What solutions are available for experimentation?
a low code or no code solution
What if this is a case of one-off development with no need to develop a retraining pipeline?
the validated training model and its associated metadata and artifacts are registered with model registry.
What is referred to as training operationalization?
If the model needs to be repeatedly retrained in the future, an automated training pipeline is also developed.
What happens when the model is deployed to its target environment as a service?
It serves predictions to various consumers in the following forms:
- online inference, which is in realtime as a Rest API;
- streaming inference, which is near realtime such as in an event processing pipeline;
- batch inference, which is offline usually integrated with your ETL processes;
- embedded inference on an embedded system
From what Google Cloud sources Data catalog can catalog data on data assets?
- BigQuery data sets, tables, and views,
- Pub/Subtopics,
- Dataproc Metastore services, databases, and tables.
- Non-GCP data assets: Hive, Oracle, SQL server, Teradata, Redshift, MySQL, PostgreSQL, Looker, Tableau
What is Dataplex for?
Dataplex’s intelligent data fabric enables organizations to centrally manage, monitor and govern their data across data lakes, data warehouses and data marts with consistent controls, thus providing access to trusted data, empowering analytics at scale.

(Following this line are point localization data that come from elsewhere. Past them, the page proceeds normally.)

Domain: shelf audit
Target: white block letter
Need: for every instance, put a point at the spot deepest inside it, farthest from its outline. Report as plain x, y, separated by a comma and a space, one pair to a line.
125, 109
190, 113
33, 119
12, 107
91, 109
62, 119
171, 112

List advantages of Dataplex.
- gives you freedom of choice to store data wherever you want for the right price and performance.
- choose the best analytics tools for the job, including Google Cloud and open-source analytics technology such as Apache Spark and Presto.
- lets you enforce consistent controls across your data to ensure unified security and governance.
- take advantage of built-in data intelligence using Google’s best in class AI ML capabilities to automate much of the manual toil around data management and get access to higher-quality data as well.
What is one of the core tenets of Dataplex?
Letting you organize and manage your data in a way that makes sense for your business without data movement or duplication.
Dataplex provides built-in one-click templates for common data-management task.
True
What is one of the biggest differentiators for Dataplex?
Its data-intelligence capabilities, using Google’s best in class AI ML technologies.
What Analytics Hub is for?
Analytics Hub exchanges data analytics assets across organizations to address challenges of data reliability and cost. You can exchange data, ML models, or other analytics assets and easily publish or subscribe to shared datasets in the open, secure, and privacy-safe environment.
It is a convenient way to build a data ecosystem.
List roles in Analytics Hub.
- a data publisher,
- an exchange administrator,
- a data subscriber.
List Analytics Hub components.
- a publisher project,
- a subscriber project,
- the exchange.
What are data Exchanges?
Exchanges are collections of data and analytics assets designed for sharing.
What are BigQuery shared datasets?
Shared datasets are collections of tables and views in BigQuery defined by a data publisher and make up the unit of cross-project or cross-organizational sharing.
What is recommended to use with large volumes of unstructured data?
- With large volumes of unstructured data, consider using Dataflow, which uses the Apache Beam programming model.
- You can use Dataflow to convert the unstructured data into binary data formats like TFRecord, which can improve performance of data ingestion during the training process.
When Dataproc is recommended for customers?
- if your organization has an investment in an Apache Spark code base and skills
- if they have existing implementations using Hadoop with Spark to perform ETL.